Les analystes de JP Morgan Chase & Co et de Bank of America ont prédit que le pétrole pourrait atteindre 185 à 200 dollars le baril si les exportations de pétrole de la Russie sont largement rejetées.

Les législateurs américains ont demandé l'interdiction du pétrole russe, mais l'administration du président Joe Biden n'a sanctionné que les pétroliers russes, ce qui a conduit les maisons de commerce et les raffineurs à éviter les approvisionnements transportés par les pétroliers russes Sovcomflot.

La Grande-Bretagne et le Canada ont également interdit aux navires ou au pétrole russes d'accoster dans leurs ports en signe de protestation contre l'invasion de l'Ukraine par Moscou. La Russie qualifie ses actions en Ukraine d'"opération spéciale".

Les défenseurs américains et canadiens du pétrole ont demandé à M. Biden de cesser de favoriser les énergies renouvelables au détriment des combustibles fossiles, de relancer les projets d'oléoducs et de gazoducs et de mettre à l'écart les enchères de forage pétrolier et gazier.

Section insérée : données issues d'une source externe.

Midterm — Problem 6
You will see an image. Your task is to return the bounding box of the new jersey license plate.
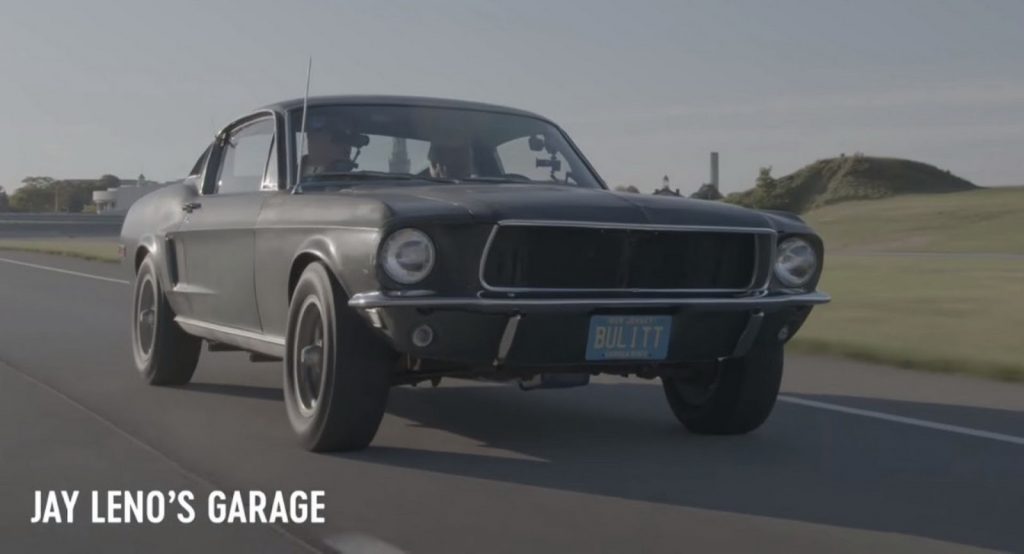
[587,315,672,360]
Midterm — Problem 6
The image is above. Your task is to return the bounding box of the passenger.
[302,118,356,175]
[427,142,473,179]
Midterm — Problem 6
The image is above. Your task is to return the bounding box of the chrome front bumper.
[348,292,831,312]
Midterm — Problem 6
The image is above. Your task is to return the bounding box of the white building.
[92,175,178,214]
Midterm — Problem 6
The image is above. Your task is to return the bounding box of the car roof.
[262,94,551,122]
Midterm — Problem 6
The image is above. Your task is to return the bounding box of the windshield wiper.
[299,171,456,187]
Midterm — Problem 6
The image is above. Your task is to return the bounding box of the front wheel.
[284,263,395,452]
[662,338,783,434]
[131,254,203,385]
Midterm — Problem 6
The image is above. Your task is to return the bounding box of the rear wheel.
[662,338,783,434]
[131,254,203,385]
[284,263,395,452]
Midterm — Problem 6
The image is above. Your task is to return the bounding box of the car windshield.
[291,105,600,187]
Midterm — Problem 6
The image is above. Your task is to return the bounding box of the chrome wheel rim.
[292,297,327,418]
[135,275,157,357]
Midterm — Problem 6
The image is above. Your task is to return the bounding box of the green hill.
[726,155,977,213]
[804,186,1024,255]
[795,186,1024,381]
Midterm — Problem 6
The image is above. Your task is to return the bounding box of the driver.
[427,142,473,179]
[302,117,357,175]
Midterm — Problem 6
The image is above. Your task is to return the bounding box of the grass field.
[794,187,1024,381]
[805,186,1024,255]
[0,239,121,262]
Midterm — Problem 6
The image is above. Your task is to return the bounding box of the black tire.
[284,263,396,452]
[662,336,783,435]
[131,251,203,385]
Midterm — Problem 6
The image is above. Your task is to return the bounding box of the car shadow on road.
[181,383,285,401]
[344,383,1024,550]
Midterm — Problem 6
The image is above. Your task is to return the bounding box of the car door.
[174,115,279,332]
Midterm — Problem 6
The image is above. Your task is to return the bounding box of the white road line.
[0,258,131,285]
[778,394,1024,445]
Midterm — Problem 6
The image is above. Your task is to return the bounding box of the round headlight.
[381,228,434,285]
[775,238,818,288]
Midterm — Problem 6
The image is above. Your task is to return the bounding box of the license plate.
[587,315,672,359]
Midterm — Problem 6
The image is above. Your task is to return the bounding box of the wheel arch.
[288,240,350,302]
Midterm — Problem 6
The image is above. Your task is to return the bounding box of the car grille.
[480,224,770,292]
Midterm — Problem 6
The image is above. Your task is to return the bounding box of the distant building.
[92,173,174,214]
[654,175,682,197]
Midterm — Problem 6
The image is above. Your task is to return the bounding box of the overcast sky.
[0,0,1024,193]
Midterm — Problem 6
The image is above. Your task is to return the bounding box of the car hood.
[345,183,775,227]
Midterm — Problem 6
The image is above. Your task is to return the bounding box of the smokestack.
[711,152,718,189]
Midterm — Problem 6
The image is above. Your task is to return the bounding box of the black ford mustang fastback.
[122,96,828,451]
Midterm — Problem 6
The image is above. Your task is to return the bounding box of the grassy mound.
[726,155,977,213]
[794,187,1024,381]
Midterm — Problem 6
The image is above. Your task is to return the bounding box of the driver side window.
[214,118,278,195]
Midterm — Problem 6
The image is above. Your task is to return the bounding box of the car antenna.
[295,56,313,190]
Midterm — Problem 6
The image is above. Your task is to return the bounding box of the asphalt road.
[0,252,1024,553]
[0,213,124,239]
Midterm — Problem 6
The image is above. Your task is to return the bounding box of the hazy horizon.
[0,0,1024,194]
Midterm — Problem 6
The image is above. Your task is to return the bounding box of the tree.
[96,173,121,189]
[9,177,57,212]
[757,166,778,195]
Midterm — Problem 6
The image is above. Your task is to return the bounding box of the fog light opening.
[778,325,790,342]
[413,325,434,348]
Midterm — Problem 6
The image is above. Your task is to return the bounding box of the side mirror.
[537,158,562,173]
[529,135,544,152]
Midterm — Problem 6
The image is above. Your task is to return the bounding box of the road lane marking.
[778,394,1024,445]
[8,252,1024,445]
[0,258,131,285]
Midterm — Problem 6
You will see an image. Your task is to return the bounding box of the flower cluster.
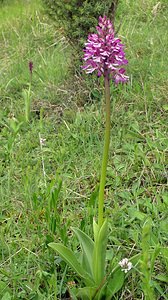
[119,258,132,273]
[29,61,33,75]
[82,16,128,84]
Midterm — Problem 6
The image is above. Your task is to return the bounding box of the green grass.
[0,0,168,300]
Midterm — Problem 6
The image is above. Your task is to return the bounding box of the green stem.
[98,75,110,228]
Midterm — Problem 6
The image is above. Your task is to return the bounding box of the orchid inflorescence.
[82,16,129,84]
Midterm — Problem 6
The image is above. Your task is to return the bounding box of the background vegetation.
[0,0,168,300]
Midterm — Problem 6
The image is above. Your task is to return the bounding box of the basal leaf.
[49,243,89,279]
[72,228,94,276]
[76,287,96,300]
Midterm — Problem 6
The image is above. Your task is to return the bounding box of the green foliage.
[0,0,168,300]
[44,0,118,49]
[49,219,125,300]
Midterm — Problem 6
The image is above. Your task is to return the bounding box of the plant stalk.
[98,73,110,229]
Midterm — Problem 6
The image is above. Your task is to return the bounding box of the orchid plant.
[49,16,132,300]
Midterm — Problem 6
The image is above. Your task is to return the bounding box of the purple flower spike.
[29,61,33,76]
[82,16,129,84]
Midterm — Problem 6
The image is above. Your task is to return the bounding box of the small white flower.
[119,258,132,273]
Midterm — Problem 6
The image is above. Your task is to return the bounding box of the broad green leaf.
[106,268,125,300]
[49,243,88,279]
[76,287,97,300]
[72,228,94,276]
[93,219,108,285]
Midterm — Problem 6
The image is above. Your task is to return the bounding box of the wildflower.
[82,16,129,84]
[29,61,33,76]
[40,138,46,146]
[119,258,132,273]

Les producteurs peuvent augmenter leur production si l'administration approuve des projets qui sont "déjà dans la file d'attente mais qui ont été largement retardés", a déclaré Brigham McCown, fondateur du groupe commercial Alliance for Innovation and Infrastructure, et ancien directeur d'Alyeska Pipeline en Alaska.

"Si les prix de l'énergie continuent de monter en flèche, nous assisterons à une pression inflationniste importante qui entraînera à son tour une destruction potentielle de la demande. Je ne pense pas que cela se produise du jour au lendemain, mais il est clair que dans les deux mois à venir, notre économie va être fortement touchée", a-t-il averti.